Sur la légalité des obligations de quitter le territoire français :
8. Il résulte de ce qui précède que M. et Mme A… ne sont pas fondés à exciper de l’illégalité des décisions de refus de titre de séjour à l’appui de leurs conclusions dirigées contre les obligations de quitter le territoire français.
Sur la légalité des décisions fixant le pays de destination :
9. Les décisions obligeant M. et Mme A… à quitter le territoire français n’étant pas illégales, les moyens tirés de l’exception d’illégalité de ces décisions, soulevés à l’appui de leurs conclusions dirigées contre les décisions désignant le pays de renvoi, ne peuvent qu’être écartés.

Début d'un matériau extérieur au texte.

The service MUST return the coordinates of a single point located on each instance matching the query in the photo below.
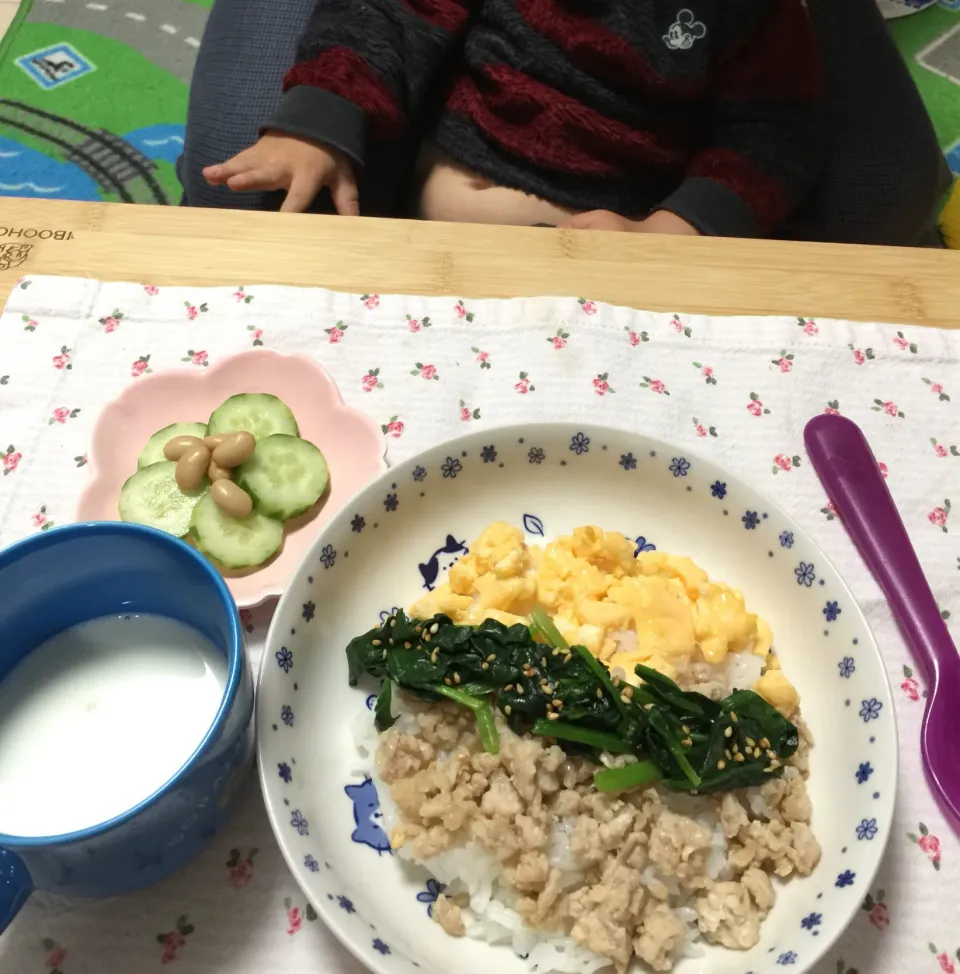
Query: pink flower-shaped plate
(351, 442)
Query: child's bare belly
(448, 192)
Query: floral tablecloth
(739, 389)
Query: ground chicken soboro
(631, 860)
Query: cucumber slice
(151, 496)
(234, 542)
(153, 451)
(285, 476)
(255, 412)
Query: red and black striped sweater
(708, 108)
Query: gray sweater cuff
(712, 208)
(317, 115)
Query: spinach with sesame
(542, 686)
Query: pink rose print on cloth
(785, 362)
(939, 516)
(416, 325)
(62, 414)
(62, 361)
(336, 333)
(888, 407)
(241, 867)
(911, 686)
(425, 371)
(524, 385)
(141, 366)
(601, 384)
(707, 372)
(654, 385)
(393, 427)
(702, 430)
(928, 844)
(876, 910)
(482, 357)
(756, 407)
(679, 327)
(941, 450)
(466, 413)
(196, 358)
(174, 940)
(782, 462)
(112, 321)
(56, 955)
(903, 344)
(559, 340)
(937, 389)
(371, 381)
(10, 460)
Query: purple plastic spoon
(848, 471)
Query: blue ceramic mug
(60, 578)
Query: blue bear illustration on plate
(367, 815)
(430, 571)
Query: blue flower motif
(643, 545)
(805, 574)
(299, 822)
(870, 709)
(580, 444)
(867, 829)
(811, 921)
(328, 556)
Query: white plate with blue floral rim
(403, 532)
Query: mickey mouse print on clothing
(684, 31)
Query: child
(675, 116)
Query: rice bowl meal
(592, 749)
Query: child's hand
(300, 167)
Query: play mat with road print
(93, 93)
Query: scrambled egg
(657, 609)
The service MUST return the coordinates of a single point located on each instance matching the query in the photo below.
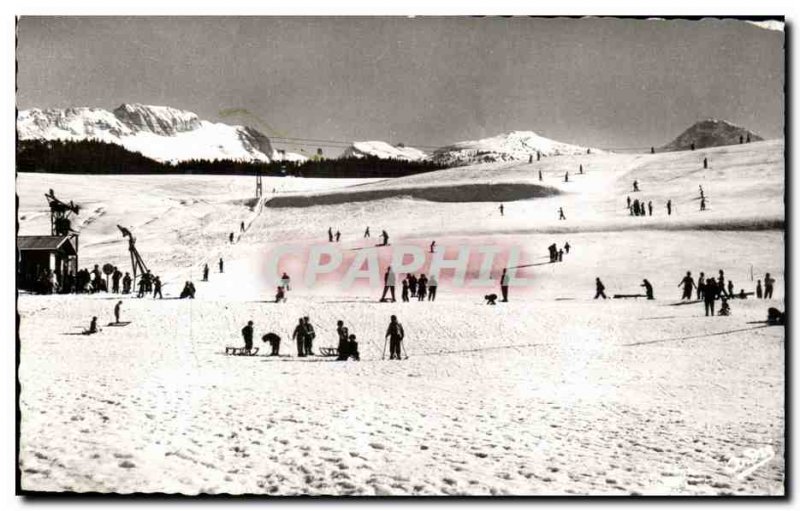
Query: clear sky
(425, 81)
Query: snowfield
(553, 393)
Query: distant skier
(396, 335)
(505, 278)
(648, 289)
(274, 341)
(389, 280)
(600, 289)
(688, 283)
(157, 287)
(769, 282)
(299, 335)
(247, 334)
(433, 285)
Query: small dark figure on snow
(648, 289)
(600, 289)
(274, 341)
(395, 334)
(247, 334)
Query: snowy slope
(515, 145)
(552, 393)
(383, 150)
(162, 133)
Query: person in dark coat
(299, 335)
(396, 335)
(247, 334)
(688, 283)
(600, 289)
(648, 289)
(709, 295)
(274, 341)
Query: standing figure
(688, 283)
(433, 284)
(769, 282)
(388, 283)
(504, 281)
(396, 335)
(600, 289)
(247, 334)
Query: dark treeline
(94, 157)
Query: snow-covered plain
(552, 393)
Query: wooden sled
(240, 352)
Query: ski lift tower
(136, 260)
(60, 224)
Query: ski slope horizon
(553, 393)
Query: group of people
(304, 335)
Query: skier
(768, 283)
(388, 283)
(115, 280)
(422, 287)
(433, 284)
(648, 289)
(709, 295)
(157, 287)
(600, 289)
(504, 280)
(247, 334)
(309, 336)
(395, 334)
(299, 335)
(688, 283)
(274, 341)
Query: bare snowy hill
(383, 150)
(512, 146)
(163, 133)
(711, 133)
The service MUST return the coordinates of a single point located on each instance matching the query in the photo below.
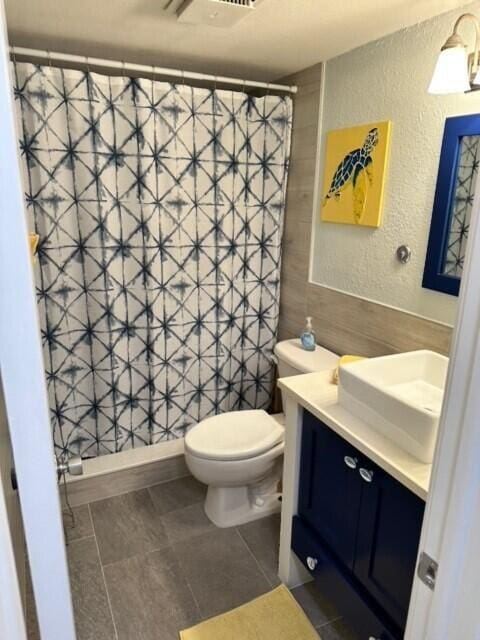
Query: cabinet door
(330, 490)
(387, 543)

10. Il résulte de ce qui précède que M. et Mme A… ne sont pas fondés à soutenir que c’est à tort que, par les jugements attaqués, le tribunal administratif de Lyon a rejeté leurs demandes. Par voie de conséquence, leurs conclusions aux fins d’injonction et celles présentées au titre des dispositions de l’article L. 761-1 du code de justice administrative, doivent être rejetées.
DÉCIDE :
Article 1er : Les requêtes de M. et Mme A… sont rejetées.
Article 2 : Le présent arrêt sera notifié à M. D… A…, à Mme E… A… et au ministre de l’intérieur. Copie en sera adressée à la préfète du Rhône.
Délibéré après l’audience du 19 février 2026, à laquelle siégeaient :
M. Pruvost, président de chambre,
M. Haïli, président-assesseur,
M. Porée, premier conseiller.
Rendu public par mise à disposition au greffe, le 12 mars 2026.
Le rapporteur,
A. Porée
Le président,
D. Pruvost
La greffière,
M. C…
La République mande et ordonne au ministre de l’intérieur en ce qui le concerne, ou à tous commissaires de justice à ce requis en ce qui concerne les voies de droit commun contre les parties privées, de pourvoir à l’exécution de la présente décision.